Les confinements décrétés pour faire face à la pandémie de Covid-19 ont favorisé un recours accru à ces technologies, avec le développement du télétravail, des loisirs numériques et des achats en ligne. Le numérique est parfois présenté comme un outil pour permettre la transition écologique. La très forte consommation énergétique des centres de données, l'ampleur du réseau de câbles sous-marins, et demain des satellites qui font circuler les données autour de la planète, sont invisibles pour les usagers de base. A cela s'ajoute le coût écologique de la fabrication des smartphones ou ordinateurs, que leurs utilisateurs sont incités à changer souvent, par la publicité ou à cause de l'obsolescence programmée. Le développement des objets connectés devrait encore accroître l'impact écologique de ce secteur.

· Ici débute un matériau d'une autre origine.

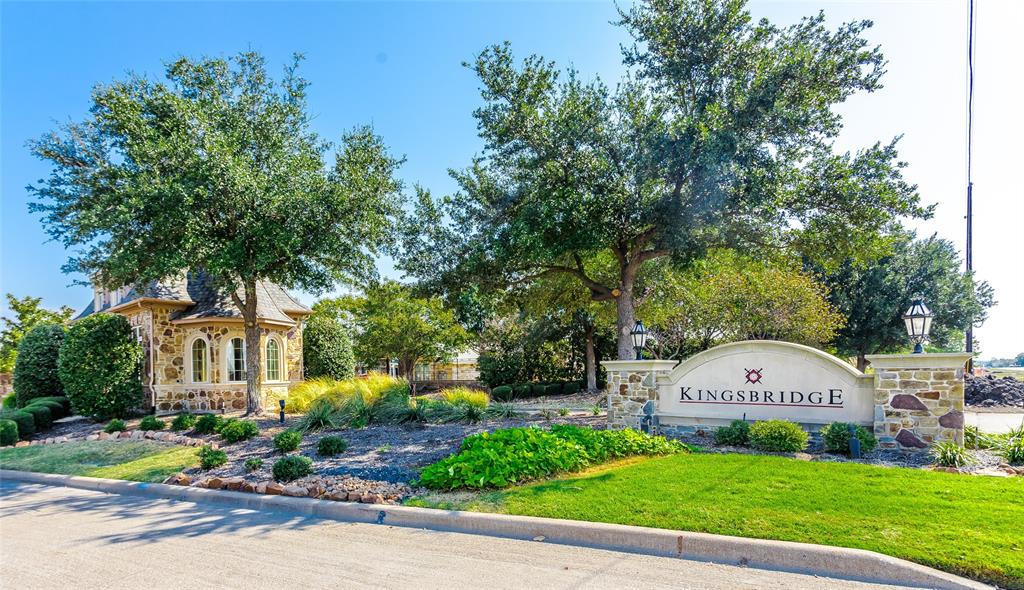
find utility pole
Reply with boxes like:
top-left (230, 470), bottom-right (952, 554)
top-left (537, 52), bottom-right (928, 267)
top-left (965, 0), bottom-right (974, 374)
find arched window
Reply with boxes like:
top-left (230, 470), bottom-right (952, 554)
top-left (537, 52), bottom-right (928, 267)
top-left (266, 338), bottom-right (281, 381)
top-left (226, 338), bottom-right (246, 381)
top-left (191, 338), bottom-right (210, 383)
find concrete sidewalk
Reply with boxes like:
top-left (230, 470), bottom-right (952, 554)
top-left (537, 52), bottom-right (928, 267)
top-left (0, 479), bottom-right (909, 590)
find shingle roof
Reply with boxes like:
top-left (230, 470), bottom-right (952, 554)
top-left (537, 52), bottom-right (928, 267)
top-left (75, 271), bottom-right (312, 324)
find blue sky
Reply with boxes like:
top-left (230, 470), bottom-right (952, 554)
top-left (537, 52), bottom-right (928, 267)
top-left (0, 0), bottom-right (1024, 357)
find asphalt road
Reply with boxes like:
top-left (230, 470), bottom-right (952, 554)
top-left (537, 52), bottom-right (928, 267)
top-left (0, 481), bottom-right (905, 590)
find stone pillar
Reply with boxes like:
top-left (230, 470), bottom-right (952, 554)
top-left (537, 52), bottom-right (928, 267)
top-left (601, 361), bottom-right (676, 429)
top-left (867, 352), bottom-right (971, 451)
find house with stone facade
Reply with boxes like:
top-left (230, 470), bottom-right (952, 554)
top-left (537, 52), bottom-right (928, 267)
top-left (75, 271), bottom-right (312, 413)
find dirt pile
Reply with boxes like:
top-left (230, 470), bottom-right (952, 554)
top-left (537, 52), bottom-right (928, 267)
top-left (964, 375), bottom-right (1024, 408)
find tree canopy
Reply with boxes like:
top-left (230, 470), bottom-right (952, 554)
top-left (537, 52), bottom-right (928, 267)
top-left (818, 233), bottom-right (994, 369)
top-left (638, 250), bottom-right (844, 359)
top-left (29, 52), bottom-right (401, 413)
top-left (341, 281), bottom-right (469, 379)
top-left (0, 293), bottom-right (75, 373)
top-left (402, 0), bottom-right (930, 357)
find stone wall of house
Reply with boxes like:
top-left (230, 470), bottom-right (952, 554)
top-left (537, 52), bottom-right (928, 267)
top-left (868, 353), bottom-right (967, 451)
top-left (116, 305), bottom-right (302, 412)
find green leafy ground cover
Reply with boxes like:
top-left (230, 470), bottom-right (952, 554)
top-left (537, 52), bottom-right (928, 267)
top-left (409, 454), bottom-right (1024, 589)
top-left (0, 440), bottom-right (199, 481)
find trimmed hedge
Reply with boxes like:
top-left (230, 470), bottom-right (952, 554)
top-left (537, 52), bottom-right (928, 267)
top-left (419, 425), bottom-right (688, 490)
top-left (59, 313), bottom-right (142, 420)
top-left (0, 418), bottom-right (17, 447)
top-left (0, 410), bottom-right (36, 438)
top-left (22, 404), bottom-right (53, 431)
top-left (302, 313), bottom-right (355, 380)
top-left (11, 324), bottom-right (65, 406)
top-left (751, 420), bottom-right (808, 453)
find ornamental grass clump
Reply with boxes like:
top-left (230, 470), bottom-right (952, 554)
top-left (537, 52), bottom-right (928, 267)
top-left (715, 420), bottom-right (751, 447)
top-left (930, 440), bottom-right (974, 468)
top-left (419, 425), bottom-right (687, 490)
top-left (821, 422), bottom-right (878, 455)
top-left (750, 420), bottom-right (808, 453)
top-left (440, 387), bottom-right (490, 410)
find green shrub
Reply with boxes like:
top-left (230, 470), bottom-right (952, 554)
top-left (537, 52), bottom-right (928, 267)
top-left (999, 436), bottom-right (1024, 465)
top-left (193, 414), bottom-right (224, 434)
top-left (0, 418), bottom-right (17, 447)
top-left (199, 445), bottom-right (227, 469)
top-left (271, 455), bottom-right (313, 481)
top-left (302, 312), bottom-right (355, 379)
top-left (32, 395), bottom-right (71, 415)
top-left (440, 385), bottom-right (489, 410)
top-left (715, 420), bottom-right (751, 447)
top-left (750, 420), bottom-right (808, 453)
top-left (58, 313), bottom-right (142, 419)
top-left (419, 425), bottom-right (686, 490)
top-left (0, 410), bottom-right (36, 438)
top-left (138, 415), bottom-right (167, 430)
top-left (316, 436), bottom-right (348, 457)
top-left (171, 412), bottom-right (196, 432)
top-left (26, 397), bottom-right (68, 420)
top-left (218, 420), bottom-right (259, 443)
top-left (11, 324), bottom-right (65, 406)
top-left (821, 422), bottom-right (878, 455)
top-left (22, 404), bottom-right (53, 430)
top-left (930, 440), bottom-right (974, 468)
top-left (273, 430), bottom-right (302, 453)
top-left (490, 385), bottom-right (514, 402)
top-left (103, 418), bottom-right (128, 434)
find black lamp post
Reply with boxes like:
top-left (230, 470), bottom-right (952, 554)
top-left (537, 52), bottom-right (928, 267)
top-left (630, 320), bottom-right (647, 361)
top-left (903, 297), bottom-right (935, 354)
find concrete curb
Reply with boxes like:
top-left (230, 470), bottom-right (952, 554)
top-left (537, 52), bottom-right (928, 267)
top-left (0, 469), bottom-right (991, 590)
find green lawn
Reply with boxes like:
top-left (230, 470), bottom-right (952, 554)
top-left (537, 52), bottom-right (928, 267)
top-left (0, 440), bottom-right (199, 481)
top-left (410, 454), bottom-right (1024, 589)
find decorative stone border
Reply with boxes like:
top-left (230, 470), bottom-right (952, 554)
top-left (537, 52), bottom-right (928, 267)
top-left (6, 430), bottom-right (211, 449)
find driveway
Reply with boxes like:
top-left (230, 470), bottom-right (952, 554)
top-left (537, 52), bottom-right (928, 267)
top-left (0, 480), bottom-right (909, 590)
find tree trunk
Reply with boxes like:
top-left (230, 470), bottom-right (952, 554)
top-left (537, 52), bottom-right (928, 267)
top-left (242, 280), bottom-right (263, 416)
top-left (615, 263), bottom-right (637, 361)
top-left (583, 323), bottom-right (597, 391)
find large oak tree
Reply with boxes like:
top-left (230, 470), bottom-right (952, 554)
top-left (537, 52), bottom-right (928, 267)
top-left (402, 0), bottom-right (930, 359)
top-left (29, 52), bottom-right (401, 413)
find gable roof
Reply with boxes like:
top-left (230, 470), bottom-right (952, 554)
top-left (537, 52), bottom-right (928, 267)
top-left (75, 271), bottom-right (312, 324)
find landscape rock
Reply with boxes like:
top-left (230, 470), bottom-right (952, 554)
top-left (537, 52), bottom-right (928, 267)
top-left (282, 486), bottom-right (309, 498)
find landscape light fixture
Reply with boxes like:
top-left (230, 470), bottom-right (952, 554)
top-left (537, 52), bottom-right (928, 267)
top-left (903, 297), bottom-right (935, 354)
top-left (630, 320), bottom-right (647, 361)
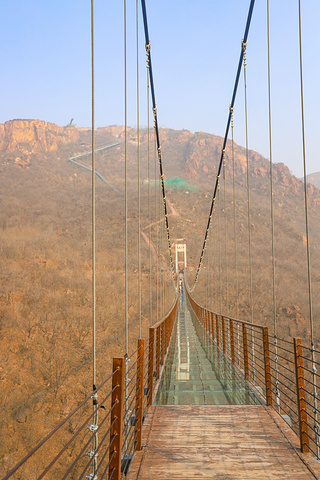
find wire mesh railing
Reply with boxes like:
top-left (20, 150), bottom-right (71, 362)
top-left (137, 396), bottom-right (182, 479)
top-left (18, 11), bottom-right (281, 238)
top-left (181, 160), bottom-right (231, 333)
top-left (186, 284), bottom-right (320, 460)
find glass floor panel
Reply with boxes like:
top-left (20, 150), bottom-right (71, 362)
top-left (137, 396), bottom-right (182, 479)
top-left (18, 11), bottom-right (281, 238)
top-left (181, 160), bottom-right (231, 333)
top-left (155, 299), bottom-right (262, 405)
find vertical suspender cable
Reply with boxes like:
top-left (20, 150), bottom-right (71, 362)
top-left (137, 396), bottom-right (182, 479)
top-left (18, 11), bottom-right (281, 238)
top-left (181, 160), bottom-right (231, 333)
top-left (147, 55), bottom-right (152, 326)
top-left (223, 155), bottom-right (229, 315)
top-left (231, 108), bottom-right (239, 318)
top-left (91, 0), bottom-right (98, 478)
top-left (299, 0), bottom-right (320, 458)
top-left (217, 184), bottom-right (222, 315)
top-left (136, 0), bottom-right (142, 338)
top-left (123, 0), bottom-right (129, 453)
top-left (230, 107), bottom-right (240, 365)
top-left (242, 42), bottom-right (253, 323)
top-left (242, 41), bottom-right (256, 383)
top-left (123, 0), bottom-right (129, 355)
top-left (153, 135), bottom-right (159, 322)
top-left (267, 0), bottom-right (280, 413)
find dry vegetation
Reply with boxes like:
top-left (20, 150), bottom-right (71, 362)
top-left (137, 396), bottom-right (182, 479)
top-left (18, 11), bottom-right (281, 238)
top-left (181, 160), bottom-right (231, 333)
top-left (0, 119), bottom-right (320, 472)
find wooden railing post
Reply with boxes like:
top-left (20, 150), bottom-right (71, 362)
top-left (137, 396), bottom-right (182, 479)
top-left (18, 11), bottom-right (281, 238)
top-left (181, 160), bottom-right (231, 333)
top-left (293, 338), bottom-right (309, 453)
top-left (134, 338), bottom-right (145, 450)
top-left (211, 313), bottom-right (215, 342)
top-left (263, 327), bottom-right (272, 405)
top-left (161, 321), bottom-right (167, 365)
top-left (148, 327), bottom-right (154, 405)
top-left (109, 357), bottom-right (125, 480)
top-left (242, 324), bottom-right (249, 380)
top-left (216, 314), bottom-right (220, 347)
top-left (156, 325), bottom-right (161, 380)
top-left (229, 320), bottom-right (236, 363)
top-left (221, 317), bottom-right (227, 354)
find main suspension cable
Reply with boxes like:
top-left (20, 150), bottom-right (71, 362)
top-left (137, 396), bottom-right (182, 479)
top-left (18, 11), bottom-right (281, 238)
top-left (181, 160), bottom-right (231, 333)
top-left (190, 0), bottom-right (255, 291)
top-left (141, 0), bottom-right (174, 278)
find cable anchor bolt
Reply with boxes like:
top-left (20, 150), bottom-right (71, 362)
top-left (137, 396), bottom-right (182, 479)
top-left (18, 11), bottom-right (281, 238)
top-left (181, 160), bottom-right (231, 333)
top-left (87, 423), bottom-right (99, 433)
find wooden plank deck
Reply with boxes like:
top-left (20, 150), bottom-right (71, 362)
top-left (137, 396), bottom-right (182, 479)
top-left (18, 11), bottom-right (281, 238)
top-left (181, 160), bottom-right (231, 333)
top-left (126, 405), bottom-right (320, 480)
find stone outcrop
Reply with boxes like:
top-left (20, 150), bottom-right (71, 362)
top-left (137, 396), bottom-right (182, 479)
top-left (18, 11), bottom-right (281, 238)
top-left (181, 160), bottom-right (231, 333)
top-left (0, 120), bottom-right (79, 156)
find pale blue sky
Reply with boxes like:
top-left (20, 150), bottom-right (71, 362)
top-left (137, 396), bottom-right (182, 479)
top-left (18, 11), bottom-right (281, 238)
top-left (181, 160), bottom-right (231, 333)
top-left (0, 0), bottom-right (320, 176)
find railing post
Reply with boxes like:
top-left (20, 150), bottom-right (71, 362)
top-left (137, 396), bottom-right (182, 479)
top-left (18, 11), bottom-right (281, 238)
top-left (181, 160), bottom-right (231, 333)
top-left (263, 327), bottom-right (272, 405)
top-left (216, 314), bottom-right (220, 347)
top-left (242, 324), bottom-right (249, 380)
top-left (229, 320), bottom-right (236, 363)
top-left (161, 320), bottom-right (167, 365)
top-left (156, 325), bottom-right (161, 380)
top-left (293, 338), bottom-right (309, 453)
top-left (221, 317), bottom-right (226, 354)
top-left (109, 357), bottom-right (125, 480)
top-left (134, 338), bottom-right (145, 450)
top-left (211, 313), bottom-right (215, 342)
top-left (148, 327), bottom-right (154, 405)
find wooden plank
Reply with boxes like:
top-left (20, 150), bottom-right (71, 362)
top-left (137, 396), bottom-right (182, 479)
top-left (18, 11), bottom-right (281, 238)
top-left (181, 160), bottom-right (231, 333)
top-left (126, 405), bottom-right (320, 480)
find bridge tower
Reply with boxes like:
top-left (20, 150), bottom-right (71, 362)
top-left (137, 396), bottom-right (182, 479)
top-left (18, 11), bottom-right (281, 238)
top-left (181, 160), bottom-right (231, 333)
top-left (175, 238), bottom-right (187, 273)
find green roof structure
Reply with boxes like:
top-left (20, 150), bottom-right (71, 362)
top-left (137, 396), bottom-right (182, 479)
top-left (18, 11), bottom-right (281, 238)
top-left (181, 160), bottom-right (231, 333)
top-left (164, 177), bottom-right (197, 190)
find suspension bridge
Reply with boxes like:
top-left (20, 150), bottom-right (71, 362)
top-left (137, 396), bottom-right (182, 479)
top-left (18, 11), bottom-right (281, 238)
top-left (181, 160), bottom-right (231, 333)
top-left (2, 0), bottom-right (320, 480)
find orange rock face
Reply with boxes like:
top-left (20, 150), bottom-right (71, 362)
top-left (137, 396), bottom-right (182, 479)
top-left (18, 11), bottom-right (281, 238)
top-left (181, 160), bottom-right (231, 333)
top-left (0, 120), bottom-right (79, 154)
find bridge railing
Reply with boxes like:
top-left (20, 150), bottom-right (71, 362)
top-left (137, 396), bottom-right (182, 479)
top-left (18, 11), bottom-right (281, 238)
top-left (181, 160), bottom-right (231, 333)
top-left (186, 290), bottom-right (320, 460)
top-left (2, 299), bottom-right (178, 480)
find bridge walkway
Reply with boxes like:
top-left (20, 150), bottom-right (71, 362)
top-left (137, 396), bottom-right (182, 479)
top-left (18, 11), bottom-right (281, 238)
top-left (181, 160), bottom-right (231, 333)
top-left (126, 299), bottom-right (320, 480)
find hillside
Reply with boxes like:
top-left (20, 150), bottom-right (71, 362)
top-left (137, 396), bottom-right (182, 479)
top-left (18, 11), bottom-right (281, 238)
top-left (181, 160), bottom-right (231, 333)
top-left (307, 172), bottom-right (320, 188)
top-left (0, 120), bottom-right (320, 472)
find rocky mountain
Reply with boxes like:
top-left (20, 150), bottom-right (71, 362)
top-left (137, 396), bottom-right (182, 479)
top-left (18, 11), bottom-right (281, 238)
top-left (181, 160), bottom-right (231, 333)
top-left (0, 120), bottom-right (320, 478)
top-left (307, 172), bottom-right (320, 188)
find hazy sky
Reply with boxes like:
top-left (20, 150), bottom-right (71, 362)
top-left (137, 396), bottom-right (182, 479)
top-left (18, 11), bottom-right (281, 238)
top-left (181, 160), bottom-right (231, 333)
top-left (0, 0), bottom-right (320, 176)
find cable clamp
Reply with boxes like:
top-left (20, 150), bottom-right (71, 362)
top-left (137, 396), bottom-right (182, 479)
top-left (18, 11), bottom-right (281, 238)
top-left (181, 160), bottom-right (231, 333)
top-left (86, 450), bottom-right (98, 458)
top-left (87, 423), bottom-right (99, 433)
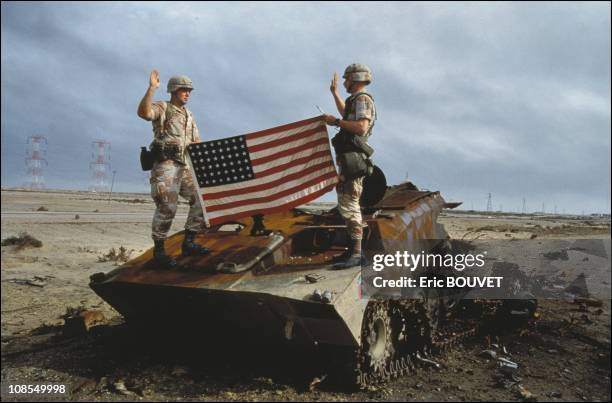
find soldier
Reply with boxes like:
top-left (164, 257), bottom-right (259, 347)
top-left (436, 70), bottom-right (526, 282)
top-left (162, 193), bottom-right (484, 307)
top-left (138, 70), bottom-right (209, 268)
top-left (325, 63), bottom-right (376, 269)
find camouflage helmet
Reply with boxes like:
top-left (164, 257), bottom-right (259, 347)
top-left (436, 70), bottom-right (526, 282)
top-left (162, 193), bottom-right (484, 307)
top-left (168, 76), bottom-right (193, 93)
top-left (342, 63), bottom-right (372, 84)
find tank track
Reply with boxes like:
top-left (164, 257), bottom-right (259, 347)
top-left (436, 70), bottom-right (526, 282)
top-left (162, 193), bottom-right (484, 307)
top-left (355, 299), bottom-right (502, 388)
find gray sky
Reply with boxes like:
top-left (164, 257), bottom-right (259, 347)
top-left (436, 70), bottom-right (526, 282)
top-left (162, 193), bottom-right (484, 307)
top-left (1, 2), bottom-right (611, 213)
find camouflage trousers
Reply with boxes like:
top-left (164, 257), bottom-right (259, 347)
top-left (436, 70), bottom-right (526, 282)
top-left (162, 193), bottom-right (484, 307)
top-left (149, 160), bottom-right (204, 240)
top-left (336, 176), bottom-right (363, 240)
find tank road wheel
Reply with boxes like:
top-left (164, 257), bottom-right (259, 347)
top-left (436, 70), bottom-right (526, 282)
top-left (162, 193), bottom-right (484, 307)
top-left (359, 300), bottom-right (397, 381)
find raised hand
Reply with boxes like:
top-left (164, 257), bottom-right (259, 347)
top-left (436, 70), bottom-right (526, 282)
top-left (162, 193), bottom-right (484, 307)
top-left (149, 70), bottom-right (159, 89)
top-left (329, 73), bottom-right (338, 93)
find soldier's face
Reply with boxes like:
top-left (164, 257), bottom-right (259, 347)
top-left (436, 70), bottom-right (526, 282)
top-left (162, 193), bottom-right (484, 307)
top-left (343, 78), bottom-right (353, 92)
top-left (174, 88), bottom-right (191, 105)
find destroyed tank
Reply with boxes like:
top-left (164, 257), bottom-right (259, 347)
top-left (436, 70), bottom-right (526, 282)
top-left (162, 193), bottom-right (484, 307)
top-left (90, 182), bottom-right (532, 385)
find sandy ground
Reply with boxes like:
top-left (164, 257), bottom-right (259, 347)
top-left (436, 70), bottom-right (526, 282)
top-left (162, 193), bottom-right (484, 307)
top-left (1, 190), bottom-right (610, 401)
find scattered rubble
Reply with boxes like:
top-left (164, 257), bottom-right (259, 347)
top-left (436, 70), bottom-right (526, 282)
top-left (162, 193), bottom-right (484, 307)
top-left (62, 307), bottom-right (106, 336)
top-left (98, 246), bottom-right (134, 262)
top-left (2, 232), bottom-right (42, 250)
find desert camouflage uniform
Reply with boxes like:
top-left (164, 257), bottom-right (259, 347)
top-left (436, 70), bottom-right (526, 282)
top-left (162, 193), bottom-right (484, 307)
top-left (150, 101), bottom-right (204, 240)
top-left (336, 90), bottom-right (376, 240)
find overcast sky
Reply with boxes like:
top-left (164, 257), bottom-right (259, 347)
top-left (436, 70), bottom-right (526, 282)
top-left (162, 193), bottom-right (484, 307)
top-left (1, 2), bottom-right (611, 213)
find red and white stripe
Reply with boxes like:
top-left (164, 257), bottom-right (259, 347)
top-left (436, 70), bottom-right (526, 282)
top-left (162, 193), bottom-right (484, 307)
top-left (196, 116), bottom-right (338, 225)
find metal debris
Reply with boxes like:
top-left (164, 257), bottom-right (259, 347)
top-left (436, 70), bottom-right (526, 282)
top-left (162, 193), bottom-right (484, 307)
top-left (478, 350), bottom-right (497, 360)
top-left (62, 308), bottom-right (106, 335)
top-left (321, 290), bottom-right (333, 304)
top-left (516, 385), bottom-right (536, 402)
top-left (574, 297), bottom-right (603, 308)
top-left (113, 381), bottom-right (138, 396)
top-left (308, 375), bottom-right (327, 392)
top-left (304, 273), bottom-right (325, 284)
top-left (415, 353), bottom-right (442, 369)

Les grandes entreprises qui contrôlent ce secteur ne recherchent pas la sobriété, elles ont comme objectif d'inciter le public à consommer sans cesse davantage de produits numériques pour maximiser leurs profits (économie de l'attention). Elles incitent à céder sans cesse plus de données personnelles pour placer des publicités ciblées (économie de la surveillance). Elles favorisent également la diffusion de fake news et fragilise les démocraties. Les technologies numériques ont néanmoins des avantages indéniables, l'auteur estime que les États devraient les réguler et ne pas les laisser sous le contrôle des grandes entreprises de la Silicon Valley.